The European Union has significantly scaled back its flagship industrial policy aimed at reducing economic dependence on China. A leaked draft of the Industrial Accelerator Act (IAA), set for formal unveiling, reveals that five critical technology sectors—artificial intelligence, semiconductors, quantum computing, biotechnology, and robotics—have been stripped from the legislation. These sectors were originally designated as 'strategic technologies' that would need to be 'made in Europe' to qualify for billions in government contracts and state aid, a core mechanism for the bloc's 'de-risking' strategy. While China is directly named only twice in the 93-page document, the act is widely seen as a central pillar of Brussels' effort to counter Chinese technological dominance and secure supply chains.

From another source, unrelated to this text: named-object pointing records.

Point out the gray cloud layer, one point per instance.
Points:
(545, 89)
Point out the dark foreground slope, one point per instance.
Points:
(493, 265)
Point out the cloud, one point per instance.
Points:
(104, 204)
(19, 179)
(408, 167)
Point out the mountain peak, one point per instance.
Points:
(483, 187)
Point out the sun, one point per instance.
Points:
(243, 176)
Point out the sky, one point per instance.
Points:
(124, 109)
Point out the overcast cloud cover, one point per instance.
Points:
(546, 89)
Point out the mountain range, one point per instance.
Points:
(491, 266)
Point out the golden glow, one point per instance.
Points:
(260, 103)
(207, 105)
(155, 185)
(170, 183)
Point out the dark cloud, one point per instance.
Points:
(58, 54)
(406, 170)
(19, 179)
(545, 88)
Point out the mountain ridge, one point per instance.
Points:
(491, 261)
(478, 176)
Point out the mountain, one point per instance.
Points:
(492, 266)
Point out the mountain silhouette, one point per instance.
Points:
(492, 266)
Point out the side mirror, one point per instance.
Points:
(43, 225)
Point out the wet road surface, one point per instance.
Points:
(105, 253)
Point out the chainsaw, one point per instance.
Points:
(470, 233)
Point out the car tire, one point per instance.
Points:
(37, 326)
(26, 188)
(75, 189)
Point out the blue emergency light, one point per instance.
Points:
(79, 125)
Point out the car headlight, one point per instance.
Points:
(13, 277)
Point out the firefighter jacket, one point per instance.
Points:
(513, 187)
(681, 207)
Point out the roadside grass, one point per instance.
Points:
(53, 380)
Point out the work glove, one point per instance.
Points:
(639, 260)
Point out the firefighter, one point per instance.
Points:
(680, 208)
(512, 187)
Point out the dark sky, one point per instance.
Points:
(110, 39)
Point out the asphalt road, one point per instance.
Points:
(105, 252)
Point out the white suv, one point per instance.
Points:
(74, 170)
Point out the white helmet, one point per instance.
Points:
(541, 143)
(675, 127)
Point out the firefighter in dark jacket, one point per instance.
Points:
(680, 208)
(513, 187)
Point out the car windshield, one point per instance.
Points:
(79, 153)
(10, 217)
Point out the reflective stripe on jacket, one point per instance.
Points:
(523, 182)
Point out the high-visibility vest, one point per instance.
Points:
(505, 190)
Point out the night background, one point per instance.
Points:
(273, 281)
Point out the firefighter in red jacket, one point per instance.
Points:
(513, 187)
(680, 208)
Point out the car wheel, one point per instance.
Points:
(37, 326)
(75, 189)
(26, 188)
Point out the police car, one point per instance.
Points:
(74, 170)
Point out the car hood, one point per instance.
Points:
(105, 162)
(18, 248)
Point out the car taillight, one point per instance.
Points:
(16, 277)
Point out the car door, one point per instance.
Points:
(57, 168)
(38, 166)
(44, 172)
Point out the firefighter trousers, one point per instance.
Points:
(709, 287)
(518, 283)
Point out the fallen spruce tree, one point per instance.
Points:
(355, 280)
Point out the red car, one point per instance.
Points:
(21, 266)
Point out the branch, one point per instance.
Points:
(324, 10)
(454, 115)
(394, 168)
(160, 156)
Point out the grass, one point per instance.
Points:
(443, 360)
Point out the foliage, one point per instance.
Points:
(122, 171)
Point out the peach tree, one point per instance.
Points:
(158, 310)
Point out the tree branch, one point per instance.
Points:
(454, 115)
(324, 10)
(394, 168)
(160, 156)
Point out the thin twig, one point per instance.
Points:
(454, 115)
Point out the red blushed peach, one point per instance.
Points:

The removal of these high-tech sectors represents a major dilution of the EU's industrial ambitions. The IAA's remaining focus will be on mandating local content rules for sectors like electric vehicles and solar panels in public procurement. Furthermore, plans to exclude non-EU producers from funding have been delayed by six months, with the draft suggesting countries aligning with EU economic security policies could eventually be included. This scaling back suggests significant political and practical hurdles in establishing strict 'Europe-first' production rules for the most complex and globally integrated technologies, potentially leaving the bloc more reliant on external suppliers in these foundational areas.
- Five strategic tech sectors (AI, chips, quantum, biotech, robotics) cut from 'made in Europe' rules.
- Leaked 93-page draft of the Industrial Accelerator Act (IAA) shows major policy dilution before unveiling.
- Exclusion of non-EU producers from funds delayed 6 months, with potential for aligned countries to qualify.
Why It Matters
Weakens Europe's strategic autonomy push, leaving key tech supply chains exposed and reliant on global (including Chinese) suppliers.